Though only a slight decline, Central Bank Governor John Rwangombwa said that it was a good trend as there was positive response to the central bank rate noting that it’s likely to decline further over time.
“When we reduced the policy rate, we expected to see lending to the private sector increasing, which we have seen. We do not expect to have an immediate impact on the lending rate as there are many factors that determine this. However in the medium term, if conditions allow, we expect to see the rate going down. They have started to move, it’s a positive trend,” he said.
Local banks increased lending in the first three quarters of 2019 as a result increased demand from the private sector.
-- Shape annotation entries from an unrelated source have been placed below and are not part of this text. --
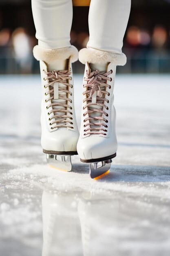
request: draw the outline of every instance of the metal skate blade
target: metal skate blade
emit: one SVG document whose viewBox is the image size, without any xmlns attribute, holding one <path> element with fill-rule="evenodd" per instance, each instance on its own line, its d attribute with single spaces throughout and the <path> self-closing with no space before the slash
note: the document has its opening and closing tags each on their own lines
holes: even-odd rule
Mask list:
<svg viewBox="0 0 170 256">
<path fill-rule="evenodd" d="M 112 162 L 112 159 L 110 159 L 101 162 L 91 163 L 90 164 L 90 175 L 91 178 L 94 180 L 98 180 L 108 174 L 109 172 Z M 100 164 L 100 163 L 101 164 Z"/>
<path fill-rule="evenodd" d="M 46 154 L 48 165 L 60 171 L 69 172 L 72 170 L 71 156 L 69 155 Z"/>
</svg>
Newly authorised loans grew by 41.1 per cent in the first 9 months of 2019 compared to 0.3 per cent in the same period last year.
Consequently, banks profitability grew to a net profit of Rwf 51B as of September 2019 compared to Rwf 37B in the first 9 months of last year.
The central bank attributed the growing performance to higher demand for loans and improved debt service.
Rwangombwa however said that the Central Bank is not pursuing a specific target in terms of lending rate but rather an organic reduction in the rates driven by an accommodative policy stance.
“As the central bank, we cannot have a target, the lending rates are determined by the market, we make it accommodative and the banks respond,” he said.
He did not give an expected timeline on how fast and how far the rates are supposed to decline but said that they will seek to ensure accommodative stance.
Non-performing loans in local banks reduced from 7.2 per cent in September last year to 5.3 per cent in September this year which was attributed to stronger economic performance and write-offs.
To further improve the financial sector stability, players including the Central Bank will later this month meet to discuss the process to foreclose on the collateral which has previously been said to pose a risk to the financial sector if not checked.
The process to auction property in the event one is unable to pay off a loan is currently slow and, if not checked, could negatively affect the stability of local banks.
At the moment, in the event a bank client is unable to pay a loan and the bank intends to auction on the collateral, it involves a lengthy process which among other things seeking authorization from Rwanda Development Board.
According to a number of bankers, the process on average takes over one year, is unpredictable and often has unwarranted interruptions.
Ordinarily, in the event one is unable to pay off a loan, the collateral is auctioned following the approval of Rwanda Development Board.
However, in some instances, bank clients often go to court to stop the process it leads to months of court cases further delaying the process.
“We hope to come up with solutions to address challenges that stakeholders have been facing in this regard which if not dealt with could create problems in the market,” Rwangombwa said.